Australian Health Review Australian Health Review Society
Journal of the Australian Healthcare & Hospitals Association
RESEARCH ARTICLE

Mapping maternity services in Australia: location, classification and services

Caroline S. E. Homer A D , Janice Biggs B , Geraldine Vaughan B and Elizabeth A. Sullivan C

A Centre for Midwifery, Child and Family Health, University of Technology Sydney, PO Box 123, Broadway, NSW 2007, Australia.

B Australasian Maternity Outcomes Surveillance System (AMOSS), Perinatal and Reproductive Epidemiology Research Unit, School of Women’s and Children’s Health, University of New South Wales, Sydney, NSW 2031, Australia.

C Perinatal and Reproductive Epidemiology Research Unit, School of Women’s and Children’s Health, University of New South Wales, Sydney, NSW 2031, Australia.

D Corresponding author. Email: caroline.homer@uts.edu.au

Australian Health Review 35(2) 222-229 http://dx.doi.org/10.1071/AH10908
Submitted: 21 April 2010  Accepted: 23 July 2010   Published: 25 May 2011

Abstract

Objective. To describe maternity services available to Australian women and, in particular, the location, classification of services and support services available.

Design. A descriptive study was conducted using an online survey that was emailed to eligible hospitals. Inclusion criteria for the study included public and private maternity units with greater than 50 births per year. In total, 278 maternity units were identified. Units were asked to classify their level of acuity (Levels 2–6).

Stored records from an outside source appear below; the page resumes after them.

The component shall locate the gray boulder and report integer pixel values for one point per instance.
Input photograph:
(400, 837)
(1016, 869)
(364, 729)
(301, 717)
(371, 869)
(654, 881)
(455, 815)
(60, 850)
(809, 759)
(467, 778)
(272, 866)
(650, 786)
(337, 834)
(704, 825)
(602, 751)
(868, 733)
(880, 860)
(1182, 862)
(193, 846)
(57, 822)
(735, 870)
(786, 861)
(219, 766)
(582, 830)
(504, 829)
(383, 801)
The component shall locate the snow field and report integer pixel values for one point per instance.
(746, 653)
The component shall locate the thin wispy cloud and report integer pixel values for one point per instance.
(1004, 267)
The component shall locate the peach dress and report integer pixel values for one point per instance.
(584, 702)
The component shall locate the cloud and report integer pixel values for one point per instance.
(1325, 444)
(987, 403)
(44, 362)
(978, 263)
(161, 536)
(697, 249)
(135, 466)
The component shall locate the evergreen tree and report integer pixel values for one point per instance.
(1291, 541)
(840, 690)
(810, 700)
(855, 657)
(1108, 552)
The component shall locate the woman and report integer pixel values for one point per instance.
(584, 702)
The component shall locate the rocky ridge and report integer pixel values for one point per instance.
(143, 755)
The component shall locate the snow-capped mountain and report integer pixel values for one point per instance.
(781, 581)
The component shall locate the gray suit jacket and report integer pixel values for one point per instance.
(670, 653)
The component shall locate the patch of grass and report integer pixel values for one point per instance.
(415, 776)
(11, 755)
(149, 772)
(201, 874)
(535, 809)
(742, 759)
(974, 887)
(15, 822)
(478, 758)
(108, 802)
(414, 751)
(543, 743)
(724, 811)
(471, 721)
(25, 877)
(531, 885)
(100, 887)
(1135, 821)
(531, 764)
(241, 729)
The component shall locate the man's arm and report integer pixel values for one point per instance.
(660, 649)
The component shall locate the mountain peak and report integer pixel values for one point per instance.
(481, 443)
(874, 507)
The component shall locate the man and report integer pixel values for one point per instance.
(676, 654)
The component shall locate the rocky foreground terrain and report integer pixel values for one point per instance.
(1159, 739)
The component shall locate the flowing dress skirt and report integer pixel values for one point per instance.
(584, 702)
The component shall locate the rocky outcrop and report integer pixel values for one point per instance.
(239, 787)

Results. A total of 150 (53%) maternity units responded. Those who responded were reasonably similar to those who did not respond, and were representative of Australian maternity units. Almost three-quarters of respondents were from public maternity units and almost 70% defined themselves as being in a rural or remote location. Maternity units with higher birth rates were more likely to classify themselves as providing higher acuity services, that is, Levels 5 and 6. Private maternity units were more likely to have higher acuity classifications. Interventions such as induction of labour, either using an artificial rupture of membranes (ARM) and oxytocin infusion or with prostaglandins, were common across most units. Although electronic fetal monitoring (EFM) was also widely available, access to fetal scalp pH monitoring was low.

Conclusion. Maternity service provision varies across the country and is defined predominately by location and annual birth rate.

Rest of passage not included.